Вместо прелюдии послышалось шипение; ровный, тихий голос Веры заставил его вздрогнуть от неожиданности и обратиться в слух:
«Мой милый Першин. Ужасно хочется назвать тебя как прежде, но, боюсь, это не будет лестным для твоего кумира. Он не убоялся гнева Господня и преступил доверие близких, не задумываясь о благополучии и высшем назначении, а просто обвенчался с Констанцей и увел ее из дома. Я думала, что наша поездка может стать чем-то вроде «похищения из глаза Господня». Боюсь обидеть тебя, поверяя гармонию чувств алгеброй наших отношений. Хочу, чтоб ты знал: я была искренна с тобой, была готова прожить с мужиком чуть ли не вдвое старшим, не рвущимся ни к славе, ни к деньгам, не спекулировавшим своим героическим прошлым — я узнала о нем от твоих коллег на вечеринке у Лены Очарес, помнишь?.. Мне казалось, что жизнь с тобою будет полной и легкой, как музыка Моцарта. Возможно, я видела в тебе продолжение своего отца, который умер, когда мне было семь лет. А может, твой талант жить внушал мне уверенность, которой мне до тебя так не хватало, — не знаю. Знаю только, что чувства не поддаются логическому анализу — тогда возникает скука и желание сделать назло. Свободные отношения мне претят. Я не шлюха. А если у тебя такое представление о женщинах моего возраста, то можешь считать, что я была исключением в твоей жизни. Была, потому что ухожу. Чтобы не мешать тебе опять стать тем, кем ты был до меня. Я ведь все понимаю, Першин! Ты должен быть свободным от реальности. Это условие, которое позволит тебе подняться до моцартовских высот. А я со своими земными притязаниями — жаждой дома, семьи, детей, со своей работой, связанной с трамвайной толпой, мешаю тебе. Ты даже газет не читаешь, чтобы не погрязнуть в рутине земного бытия. Твой Моцарт не любил Констанцу! Она ему была просто нужна, чтобы заполнить пустоту. Представь себе дом, набитый плачущими младенцами, в котором создано семнадцать опер, сорок девять симфоний, тридцать шесть сюит, двадцать шесть струнных квартетов, сорок сонат, пятьдесят пять концертов… и еще сотни полторы хоров, арий, песен, вариаций, серенад и прочего, плюс — концерты, репетиции, бесчисленные гастроли… Бедная женщина бесконечно сказывалась больной, чтобы если не привязать его к себе, то хотя бы обратить на себя внимание. Он плевал на нее, на детей, на безденежье, он попросту не замечал ничего вокруг, даже своей смертельной болезни, иначе он не был бы Моцартом и не остался бы в веках.
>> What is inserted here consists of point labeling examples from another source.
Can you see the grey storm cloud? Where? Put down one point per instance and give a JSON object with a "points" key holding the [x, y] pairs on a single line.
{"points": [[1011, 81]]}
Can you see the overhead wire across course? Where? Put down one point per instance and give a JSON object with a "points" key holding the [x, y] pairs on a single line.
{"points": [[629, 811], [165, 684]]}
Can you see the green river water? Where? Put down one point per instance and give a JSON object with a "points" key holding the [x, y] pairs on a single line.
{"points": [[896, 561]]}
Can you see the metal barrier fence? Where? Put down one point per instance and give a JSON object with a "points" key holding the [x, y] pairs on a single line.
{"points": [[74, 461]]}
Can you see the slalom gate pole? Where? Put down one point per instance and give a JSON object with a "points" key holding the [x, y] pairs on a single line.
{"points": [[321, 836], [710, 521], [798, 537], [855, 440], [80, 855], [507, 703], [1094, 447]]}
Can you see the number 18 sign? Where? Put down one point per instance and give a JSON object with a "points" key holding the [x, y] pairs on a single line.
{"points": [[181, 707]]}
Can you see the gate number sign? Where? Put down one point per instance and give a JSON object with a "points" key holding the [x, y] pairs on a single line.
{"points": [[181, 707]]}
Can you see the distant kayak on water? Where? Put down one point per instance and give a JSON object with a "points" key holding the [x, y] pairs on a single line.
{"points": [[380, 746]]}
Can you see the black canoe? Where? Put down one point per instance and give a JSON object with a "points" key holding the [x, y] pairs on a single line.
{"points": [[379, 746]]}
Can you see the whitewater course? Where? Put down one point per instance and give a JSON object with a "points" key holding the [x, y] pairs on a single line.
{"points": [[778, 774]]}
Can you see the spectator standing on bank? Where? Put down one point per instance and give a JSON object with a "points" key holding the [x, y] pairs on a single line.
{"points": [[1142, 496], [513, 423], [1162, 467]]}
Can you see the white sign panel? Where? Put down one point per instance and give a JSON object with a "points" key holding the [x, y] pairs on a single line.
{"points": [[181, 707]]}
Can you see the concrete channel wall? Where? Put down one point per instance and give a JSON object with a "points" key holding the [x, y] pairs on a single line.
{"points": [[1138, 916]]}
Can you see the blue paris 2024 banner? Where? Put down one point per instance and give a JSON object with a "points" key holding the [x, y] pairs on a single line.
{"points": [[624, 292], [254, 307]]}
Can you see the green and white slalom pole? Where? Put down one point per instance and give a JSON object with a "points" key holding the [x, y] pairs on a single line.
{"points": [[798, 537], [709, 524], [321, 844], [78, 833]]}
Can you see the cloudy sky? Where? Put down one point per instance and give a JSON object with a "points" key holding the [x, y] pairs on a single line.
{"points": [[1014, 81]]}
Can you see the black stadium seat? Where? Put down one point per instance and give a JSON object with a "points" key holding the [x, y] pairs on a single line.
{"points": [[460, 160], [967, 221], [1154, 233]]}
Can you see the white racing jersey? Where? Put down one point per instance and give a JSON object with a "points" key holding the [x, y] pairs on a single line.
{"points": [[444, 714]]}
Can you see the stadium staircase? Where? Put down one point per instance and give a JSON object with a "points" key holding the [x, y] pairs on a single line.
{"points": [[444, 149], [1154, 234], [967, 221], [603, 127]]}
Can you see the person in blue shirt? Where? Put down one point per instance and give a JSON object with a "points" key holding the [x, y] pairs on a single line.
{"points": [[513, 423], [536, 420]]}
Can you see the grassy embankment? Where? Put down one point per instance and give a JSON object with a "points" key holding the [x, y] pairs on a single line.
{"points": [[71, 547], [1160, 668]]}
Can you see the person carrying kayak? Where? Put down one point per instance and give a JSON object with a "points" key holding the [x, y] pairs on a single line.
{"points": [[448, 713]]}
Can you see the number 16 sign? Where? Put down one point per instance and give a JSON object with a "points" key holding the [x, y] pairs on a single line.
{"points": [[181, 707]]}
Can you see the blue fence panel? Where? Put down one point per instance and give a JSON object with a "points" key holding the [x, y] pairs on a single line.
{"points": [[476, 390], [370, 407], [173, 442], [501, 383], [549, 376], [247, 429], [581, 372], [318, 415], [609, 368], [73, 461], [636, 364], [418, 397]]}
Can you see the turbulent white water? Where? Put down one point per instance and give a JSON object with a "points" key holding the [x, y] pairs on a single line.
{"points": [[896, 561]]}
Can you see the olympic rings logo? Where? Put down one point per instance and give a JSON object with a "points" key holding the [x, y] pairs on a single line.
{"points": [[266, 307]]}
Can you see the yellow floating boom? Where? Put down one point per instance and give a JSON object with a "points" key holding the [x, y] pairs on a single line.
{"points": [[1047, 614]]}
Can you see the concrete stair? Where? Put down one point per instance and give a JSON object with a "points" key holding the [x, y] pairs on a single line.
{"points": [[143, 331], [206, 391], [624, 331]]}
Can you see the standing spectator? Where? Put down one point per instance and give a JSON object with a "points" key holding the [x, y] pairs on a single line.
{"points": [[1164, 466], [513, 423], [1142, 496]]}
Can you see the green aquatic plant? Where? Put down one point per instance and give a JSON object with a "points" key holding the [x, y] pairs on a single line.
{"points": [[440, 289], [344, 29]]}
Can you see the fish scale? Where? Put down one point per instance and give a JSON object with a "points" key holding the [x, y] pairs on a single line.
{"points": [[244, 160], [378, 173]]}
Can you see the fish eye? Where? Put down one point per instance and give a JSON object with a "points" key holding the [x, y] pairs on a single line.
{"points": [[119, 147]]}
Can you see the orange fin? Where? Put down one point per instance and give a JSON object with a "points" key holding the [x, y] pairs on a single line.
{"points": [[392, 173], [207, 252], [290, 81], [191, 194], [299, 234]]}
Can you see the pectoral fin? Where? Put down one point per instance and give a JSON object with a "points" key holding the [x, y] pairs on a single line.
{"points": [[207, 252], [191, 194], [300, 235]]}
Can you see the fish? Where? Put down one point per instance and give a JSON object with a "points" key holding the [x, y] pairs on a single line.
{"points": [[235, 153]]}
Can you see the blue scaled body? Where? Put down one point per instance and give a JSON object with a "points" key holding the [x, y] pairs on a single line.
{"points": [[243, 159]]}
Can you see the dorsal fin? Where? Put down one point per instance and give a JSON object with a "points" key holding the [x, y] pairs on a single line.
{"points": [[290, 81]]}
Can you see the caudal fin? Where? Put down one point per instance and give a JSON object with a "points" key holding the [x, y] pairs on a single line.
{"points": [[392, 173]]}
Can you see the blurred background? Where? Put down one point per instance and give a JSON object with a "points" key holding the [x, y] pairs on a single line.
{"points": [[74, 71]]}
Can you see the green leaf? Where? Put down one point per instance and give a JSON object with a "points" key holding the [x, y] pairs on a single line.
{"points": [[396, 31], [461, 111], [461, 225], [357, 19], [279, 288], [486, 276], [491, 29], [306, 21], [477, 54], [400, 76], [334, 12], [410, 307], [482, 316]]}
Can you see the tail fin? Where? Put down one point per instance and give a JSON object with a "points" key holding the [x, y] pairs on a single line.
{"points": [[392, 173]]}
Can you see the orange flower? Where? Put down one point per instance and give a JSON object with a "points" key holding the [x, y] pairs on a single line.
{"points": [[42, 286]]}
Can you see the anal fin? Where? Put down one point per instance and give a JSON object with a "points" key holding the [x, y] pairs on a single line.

Зайцев говорил мне, ты гениальный хирург и способен на чудеса. Во имя этих чудес стоит, конечно, перешагнуть через какую-то Веру или три трупа в «скорой» на дне реки. Чудо-операция, исцелившая палача, стоит того, чтобы не осквернить гения грязной ментовской работой: Богу — Богово, кесарю — кесарево. Ты гений. Ты хорошо набил руку на афганской войне. Твои коллеги удивлены твоей скромностью. Тебя вполне устраивает рядовая больница и рядовая должность, тебе не нужны звания и даже дом не нужен: все это к чему-то обязывает, правда? Ищешь оправдания своим поступкам в жизни Моцарта? Или стараешься оправдать ею свой эгоизм?.. Прости. Я все равно люблю тебя и потому спешу исчезнуть из твоей жизни. Не удивляйся, что в плейере оказалась эта кассета. Я записываю ее в Москве накануне нашей поездки, потому что заранее знаю, что ты не сделаешь мне предложения, и наступит момент, когда я стану откровенно раздражать тебя. И еще… Пожалуйста, не нужно меня искать. Не знаю, будет ли в твоей жизни вера, а Веры будут. Пока!»
За щелчком последовал финальный пассаж фантазии.
Все эти глупости и гадости взбалмошной девчонки во второй раз Першин слушать не стал. Он бросил плейер в сумку и вышел во двор, услыхав шаги проснувшейся хозяйки.
— Доброе утро, Мария Тихоновна. Не знаете, когда уехала Вера?
— Вчера уехала, — отозвалась хозяйка не слишком приветливо. — И правильно сделала. Надо же так назюзюкаться… А еще врач.